Almost eighty percent of men and women living in the United States experience lower back pain. You might have a pain in your lower back due to repetitive motions. If you tend to lift heavy weights during the day, there is a high possibility that you might be holding your lower back throughout the day. Here is a list of three extremely useful exercises to help you out with your lower back pain.
The Cobra
Cobra is an exercise which is used by several beginners who want to strengthen their abs and lower back. This exercise targets the transverse abdomens and muscles which are around your spine and lower back.
How to do The Cobra
To perform this exercise, start off by lying down on your stomach with your legs stretched straight. Now bend your arms and place the hands right on the floor. Slowly press your arms and left your upper body. Allow your back to form an arch. Make sure your lower body remains in contact with the ground.
Front Plank
This exercise is also quite useful for erector spinae; the muscles which are around your spinal cord. However, this exercise is far more difficult as compared to the Cobra. You can use this exercise to build a six pack as it works around your abdomen in such a way that you don’t need more to build your lower body muscles.
How to do Front Plank
In order to perform a front plank you simply need to lie down straight on your stomach. Make sure that your legs are stretched out.
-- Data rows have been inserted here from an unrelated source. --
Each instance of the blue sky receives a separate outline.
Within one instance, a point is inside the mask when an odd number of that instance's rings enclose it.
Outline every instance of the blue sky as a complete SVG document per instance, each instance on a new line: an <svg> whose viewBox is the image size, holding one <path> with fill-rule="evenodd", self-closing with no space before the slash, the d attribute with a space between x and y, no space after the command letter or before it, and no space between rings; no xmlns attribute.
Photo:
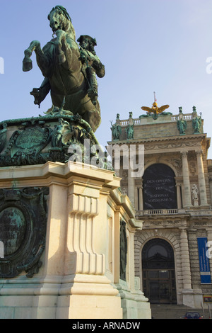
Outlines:
<svg viewBox="0 0 212 333"><path fill-rule="evenodd" d="M35 54L33 68L23 72L23 52L33 40L44 46L52 38L47 15L53 6L66 8L76 37L88 34L98 41L96 52L105 65L98 79L102 123L95 132L105 145L111 139L110 120L143 113L153 91L159 106L169 111L192 112L204 119L212 135L212 0L0 0L0 121L37 116L51 106L48 96L39 109L30 91L42 81ZM212 58L211 58L212 59ZM212 62L211 62L212 63ZM212 66L210 69L212 69ZM208 158L212 159L212 147Z"/></svg>

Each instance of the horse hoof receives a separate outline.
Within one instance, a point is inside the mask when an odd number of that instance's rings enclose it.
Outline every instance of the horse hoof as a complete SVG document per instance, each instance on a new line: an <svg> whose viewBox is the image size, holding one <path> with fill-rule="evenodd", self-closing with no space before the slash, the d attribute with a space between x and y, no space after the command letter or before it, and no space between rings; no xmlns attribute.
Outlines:
<svg viewBox="0 0 212 333"><path fill-rule="evenodd" d="M33 68L33 62L30 58L24 58L23 60L23 72L29 72Z"/></svg>

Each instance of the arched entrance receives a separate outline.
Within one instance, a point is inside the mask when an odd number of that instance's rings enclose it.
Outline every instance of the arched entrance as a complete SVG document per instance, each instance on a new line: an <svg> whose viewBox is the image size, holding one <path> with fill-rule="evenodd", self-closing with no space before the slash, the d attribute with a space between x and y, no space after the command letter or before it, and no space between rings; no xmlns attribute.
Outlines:
<svg viewBox="0 0 212 333"><path fill-rule="evenodd" d="M164 239L149 240L142 250L143 291L151 303L176 304L174 252Z"/></svg>
<svg viewBox="0 0 212 333"><path fill-rule="evenodd" d="M177 208L175 174L166 164L148 166L143 176L143 209Z"/></svg>

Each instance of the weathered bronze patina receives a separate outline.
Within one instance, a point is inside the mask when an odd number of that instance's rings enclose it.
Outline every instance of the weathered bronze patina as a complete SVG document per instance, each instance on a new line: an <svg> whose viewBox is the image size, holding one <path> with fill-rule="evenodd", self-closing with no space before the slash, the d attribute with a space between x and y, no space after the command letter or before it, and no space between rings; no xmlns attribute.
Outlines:
<svg viewBox="0 0 212 333"><path fill-rule="evenodd" d="M71 18L61 6L53 8L48 19L57 37L42 49L39 41L33 40L25 50L23 62L23 71L30 70L30 56L35 50L37 63L45 77L41 86L31 92L35 103L40 105L50 91L52 111L54 112L55 107L60 108L64 101L64 108L74 115L79 114L95 132L101 117L94 76L105 76L105 66L94 52L96 41L83 35L78 40L82 46L77 44Z"/></svg>

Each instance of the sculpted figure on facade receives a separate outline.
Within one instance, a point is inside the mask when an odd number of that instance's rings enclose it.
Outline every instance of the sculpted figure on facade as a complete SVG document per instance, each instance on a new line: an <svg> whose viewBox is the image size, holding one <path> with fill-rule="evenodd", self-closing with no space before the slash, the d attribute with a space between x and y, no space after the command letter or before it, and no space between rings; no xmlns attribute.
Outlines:
<svg viewBox="0 0 212 333"><path fill-rule="evenodd" d="M194 184L192 188L192 199L193 200L198 200L199 198L199 189L197 186Z"/></svg>
<svg viewBox="0 0 212 333"><path fill-rule="evenodd" d="M199 118L196 117L192 120L192 125L194 130L194 134L199 133L201 125L201 113Z"/></svg>
<svg viewBox="0 0 212 333"><path fill-rule="evenodd" d="M184 119L179 119L177 121L177 129L179 132L179 134L185 134L185 130L187 128L187 121L184 120Z"/></svg>

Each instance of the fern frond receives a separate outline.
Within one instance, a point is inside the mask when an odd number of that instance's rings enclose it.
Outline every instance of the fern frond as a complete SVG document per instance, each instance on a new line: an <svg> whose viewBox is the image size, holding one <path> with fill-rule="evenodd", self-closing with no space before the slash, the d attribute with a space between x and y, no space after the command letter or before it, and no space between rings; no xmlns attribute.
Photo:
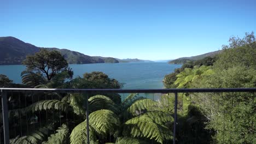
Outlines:
<svg viewBox="0 0 256 144"><path fill-rule="evenodd" d="M30 132L28 135L21 137L16 137L10 140L10 144L37 144L41 143L47 135L54 130L54 124L50 124L46 127L40 128L37 130Z"/></svg>
<svg viewBox="0 0 256 144"><path fill-rule="evenodd" d="M83 117L85 116L85 97L79 93L69 94L69 105L73 108L74 113Z"/></svg>
<svg viewBox="0 0 256 144"><path fill-rule="evenodd" d="M165 140L173 138L172 131L165 125L148 122L149 119L141 119L138 123L128 121L125 123L131 128L130 134L133 137L154 139L162 143Z"/></svg>
<svg viewBox="0 0 256 144"><path fill-rule="evenodd" d="M109 110L118 113L119 111L118 106L109 98L102 95L96 95L90 98L89 110L95 111L99 110Z"/></svg>
<svg viewBox="0 0 256 144"><path fill-rule="evenodd" d="M51 134L48 137L47 141L43 142L42 144L62 144L67 143L68 139L68 127L63 124L56 130L56 133Z"/></svg>
<svg viewBox="0 0 256 144"><path fill-rule="evenodd" d="M71 144L87 143L87 127L86 121L84 121L77 125L72 130L70 135ZM90 143L98 143L96 140L95 132L89 126Z"/></svg>
<svg viewBox="0 0 256 144"><path fill-rule="evenodd" d="M115 142L116 144L147 144L147 142L135 138L129 137L119 137Z"/></svg>
<svg viewBox="0 0 256 144"><path fill-rule="evenodd" d="M142 115L133 118L130 120L136 119L137 118L139 119L141 117L149 118L152 121L149 121L149 122L153 122L159 124L163 124L168 122L173 122L173 118L171 115L161 111L149 111Z"/></svg>
<svg viewBox="0 0 256 144"><path fill-rule="evenodd" d="M119 120L113 111L100 110L89 115L90 125L99 134L106 135L107 133L114 133L119 125Z"/></svg>
<svg viewBox="0 0 256 144"><path fill-rule="evenodd" d="M67 111L70 109L69 106L58 100L45 100L37 101L25 108L26 112L32 111L33 112L37 111L46 110L57 110L62 111Z"/></svg>
<svg viewBox="0 0 256 144"><path fill-rule="evenodd" d="M144 99L135 101L127 109L127 111L133 116L137 115L136 111L141 111L149 109L153 106L157 105L158 102L150 99Z"/></svg>

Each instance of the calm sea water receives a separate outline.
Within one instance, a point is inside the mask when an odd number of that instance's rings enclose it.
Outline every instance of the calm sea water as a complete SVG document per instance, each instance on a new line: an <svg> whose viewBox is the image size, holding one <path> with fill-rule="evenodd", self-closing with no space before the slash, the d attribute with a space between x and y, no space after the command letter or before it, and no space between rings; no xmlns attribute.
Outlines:
<svg viewBox="0 0 256 144"><path fill-rule="evenodd" d="M109 77L124 83L123 88L161 88L165 75L179 68L179 64L167 63L125 63L70 64L74 77L85 73L102 71ZM21 83L20 74L26 67L22 65L0 65L0 74L7 75L14 83Z"/></svg>

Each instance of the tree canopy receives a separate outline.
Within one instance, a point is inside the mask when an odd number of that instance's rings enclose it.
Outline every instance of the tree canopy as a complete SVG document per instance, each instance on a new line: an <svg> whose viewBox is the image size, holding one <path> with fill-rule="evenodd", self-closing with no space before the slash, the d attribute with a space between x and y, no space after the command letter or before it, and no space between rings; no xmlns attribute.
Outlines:
<svg viewBox="0 0 256 144"><path fill-rule="evenodd" d="M63 71L68 71L70 77L73 74L66 59L56 51L41 49L34 55L27 56L22 64L26 66L28 71L39 72L48 81Z"/></svg>

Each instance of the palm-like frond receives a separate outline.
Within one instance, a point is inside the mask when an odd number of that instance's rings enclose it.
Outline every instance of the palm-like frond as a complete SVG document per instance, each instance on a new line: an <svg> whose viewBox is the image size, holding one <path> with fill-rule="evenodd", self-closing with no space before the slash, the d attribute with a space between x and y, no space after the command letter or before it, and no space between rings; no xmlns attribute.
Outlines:
<svg viewBox="0 0 256 144"><path fill-rule="evenodd" d="M62 144L67 143L68 140L68 127L63 124L56 130L56 133L51 134L48 137L47 141L43 142L42 144Z"/></svg>
<svg viewBox="0 0 256 144"><path fill-rule="evenodd" d="M46 137L47 135L54 130L54 124L51 124L46 127L40 128L38 130L33 131L28 135L21 137L16 137L10 140L10 144L37 144L41 143Z"/></svg>
<svg viewBox="0 0 256 144"><path fill-rule="evenodd" d="M162 143L165 140L173 138L171 130L165 125L149 122L150 118L139 119L137 123L133 121L128 121L125 123L131 128L130 134L133 137L154 139Z"/></svg>
<svg viewBox="0 0 256 144"><path fill-rule="evenodd" d="M30 106L25 107L25 111L37 111L46 110L57 110L62 111L67 111L70 109L69 105L60 100L45 100L37 101Z"/></svg>
<svg viewBox="0 0 256 144"><path fill-rule="evenodd" d="M148 110L150 107L157 105L158 102L150 99L139 100L132 104L127 109L127 111L133 116L136 116L138 115L138 113L136 113L137 111L140 112L142 110Z"/></svg>
<svg viewBox="0 0 256 144"><path fill-rule="evenodd" d="M89 110L91 111L104 109L118 113L118 106L108 97L102 95L93 96L88 100L90 104Z"/></svg>
<svg viewBox="0 0 256 144"><path fill-rule="evenodd" d="M116 144L147 144L147 142L132 137L119 137L115 142Z"/></svg>
<svg viewBox="0 0 256 144"><path fill-rule="evenodd" d="M77 125L70 135L71 144L87 143L86 121L84 121ZM89 126L90 143L98 143L95 131Z"/></svg>
<svg viewBox="0 0 256 144"><path fill-rule="evenodd" d="M106 135L107 133L114 133L119 125L119 119L113 111L100 110L89 115L90 125L100 135Z"/></svg>

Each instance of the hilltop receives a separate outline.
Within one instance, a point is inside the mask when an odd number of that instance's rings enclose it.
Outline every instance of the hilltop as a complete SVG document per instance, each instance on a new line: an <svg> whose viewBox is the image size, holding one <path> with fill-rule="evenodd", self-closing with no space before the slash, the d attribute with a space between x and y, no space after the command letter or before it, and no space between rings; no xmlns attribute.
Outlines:
<svg viewBox="0 0 256 144"><path fill-rule="evenodd" d="M220 53L222 50L210 52L207 52L204 54L187 57L181 57L174 60L172 60L168 62L170 64L184 64L189 62L197 61L199 59L203 59L206 57L213 57L217 54Z"/></svg>
<svg viewBox="0 0 256 144"><path fill-rule="evenodd" d="M79 52L56 47L40 47L13 37L0 37L0 65L21 64L27 55L32 55L41 49L60 52L69 64L149 62L138 59L121 59L113 57L90 56Z"/></svg>

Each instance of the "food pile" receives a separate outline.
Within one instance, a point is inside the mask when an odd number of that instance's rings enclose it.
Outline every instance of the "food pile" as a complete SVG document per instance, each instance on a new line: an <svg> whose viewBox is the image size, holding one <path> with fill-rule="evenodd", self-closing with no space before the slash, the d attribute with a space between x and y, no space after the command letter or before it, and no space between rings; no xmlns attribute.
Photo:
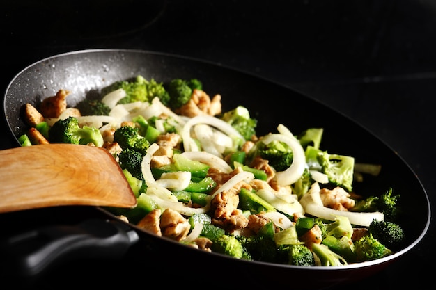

Now put your elbows under your chest and start pushing yourself up. Stay straight till your body can resist.
Cat Stretch
This particular exercise is used in order to lengthen the erector spinae. Since it is going to help you in stretching your back, it will eventually help you lower your back pain. The cat stretch is commonly used by several yoga instructors because of the stretching technique which it uses. Moreover, it is quite a beginner level exercise and you don’t have to work hard to perform it.
How to do a Cat Stretch
Start off by putting your hands and knees on the floor. Make sure that your hands are in line with your shoulders so that you can form a cat-like posture. Your spine will remain in a neutral and straight position. Now start squeezing your abs and round your back. You can stretch them as high as you can, but make sure you don’t move your hands and knees.